Les organisations de défense des droits de l’homme et les experts des Nations unies reconnaissent aujourd’hui que l’État d’Israël est un régime d’apartheid.
Les autorités israéliennes n’ont pas besoin d’intelligence artificielle pour tuer des civils palestiniens sans défense.
En revanche, elles en ont besoin pour justifier leurs actions injustifiables, pour présenter le meurtre de civils comme « nécessaire » ou comme un « dommage collatéral », et pour éviter d’avoir à rendre des comptes.
Les propagandistes humains n’ont pas été en mesure de protéger la réputation d’Israël – c’est une tâche trop difficile pour un être humain. Mais Israël espère que l’IA pourra réussir là où les êtres humains ont échoué.

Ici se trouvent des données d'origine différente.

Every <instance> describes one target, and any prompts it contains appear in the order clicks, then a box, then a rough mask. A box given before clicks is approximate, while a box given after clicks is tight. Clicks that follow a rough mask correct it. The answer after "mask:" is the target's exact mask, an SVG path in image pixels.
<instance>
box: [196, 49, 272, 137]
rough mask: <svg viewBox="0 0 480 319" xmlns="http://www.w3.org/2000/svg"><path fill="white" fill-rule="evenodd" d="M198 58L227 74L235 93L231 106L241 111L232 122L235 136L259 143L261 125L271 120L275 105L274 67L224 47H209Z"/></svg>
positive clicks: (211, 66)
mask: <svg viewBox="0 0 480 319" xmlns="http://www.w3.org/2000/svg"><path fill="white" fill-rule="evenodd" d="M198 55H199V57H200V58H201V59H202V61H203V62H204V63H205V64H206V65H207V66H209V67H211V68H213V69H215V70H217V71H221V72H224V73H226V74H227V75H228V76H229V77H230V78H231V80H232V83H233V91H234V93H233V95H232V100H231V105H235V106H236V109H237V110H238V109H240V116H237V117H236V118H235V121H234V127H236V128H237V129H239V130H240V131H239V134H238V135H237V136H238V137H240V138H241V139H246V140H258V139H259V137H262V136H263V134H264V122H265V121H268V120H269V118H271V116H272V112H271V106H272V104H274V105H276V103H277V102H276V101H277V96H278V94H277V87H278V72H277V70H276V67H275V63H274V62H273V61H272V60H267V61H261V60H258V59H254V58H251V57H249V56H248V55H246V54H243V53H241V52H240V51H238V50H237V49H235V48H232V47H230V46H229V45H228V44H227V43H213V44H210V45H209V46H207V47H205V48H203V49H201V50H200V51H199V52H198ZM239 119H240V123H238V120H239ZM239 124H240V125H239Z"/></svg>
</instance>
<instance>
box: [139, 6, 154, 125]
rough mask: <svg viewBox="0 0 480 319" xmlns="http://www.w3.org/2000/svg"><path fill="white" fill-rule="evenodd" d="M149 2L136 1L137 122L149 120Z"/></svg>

Il n’y a aucune raison de penser que le régime israélien a accès à d’autres technologies d’IA que celles qui sont disponibles sur le marché, mais il y a toutes les raisons de croire qu’il ira jusqu’au bout et franchira toutes les lignes rouges pour maintenir l’apartheid et le colonialisme de peuplement qu’il impose au peuple palestinien.
Avec les nouveaux modèles de langage d’IA, tels que ChatGPT, la seule chose qui empêchera ce régime d’atteindre son objectif est que les développeurs d’IA soient conscients du risque d’armer un régime d’apartheid avec une technologie aussi dangereuse.
Le commandant de la police secrète israélienne, Ronen Bar, a annoncé que c’était déjà le cas et que l’IA était utilisée pour prendre des décisions en ligne et surveiller les gens sur les médias sociaux, afin de les accuser de crimes qu’ils n’ont pas, ou pas encore, commis.
C’est un signal d’alarme : aux mains d’Israël, l’IA a déjà tout d’une arme létale. Il ne sera toutefois possible de prévenir les dégâts provoqués par l’IA, ou d’y remédier, que si nous prenons le temps de comprendre ce qui se passe.
Shir Ever
Article original en anglais : Mondoweiss, 1er juillet 2023 –
Traduction : Dominique Muselet pour Chronique de Palestine
Shir Hever étudie les aspects économiques de l’occupation israélienne du territoire palestinien.
Il est le directeur de l’Alliance pour la justice entre Israéliens et Palestiniens (BIP) et le coordinateur de l’embargo militaire pour le Comité national de boycott (BNC). Il a publié plusieurs ouvrages et donne des conférences sur divers sujets liés à ses recherches.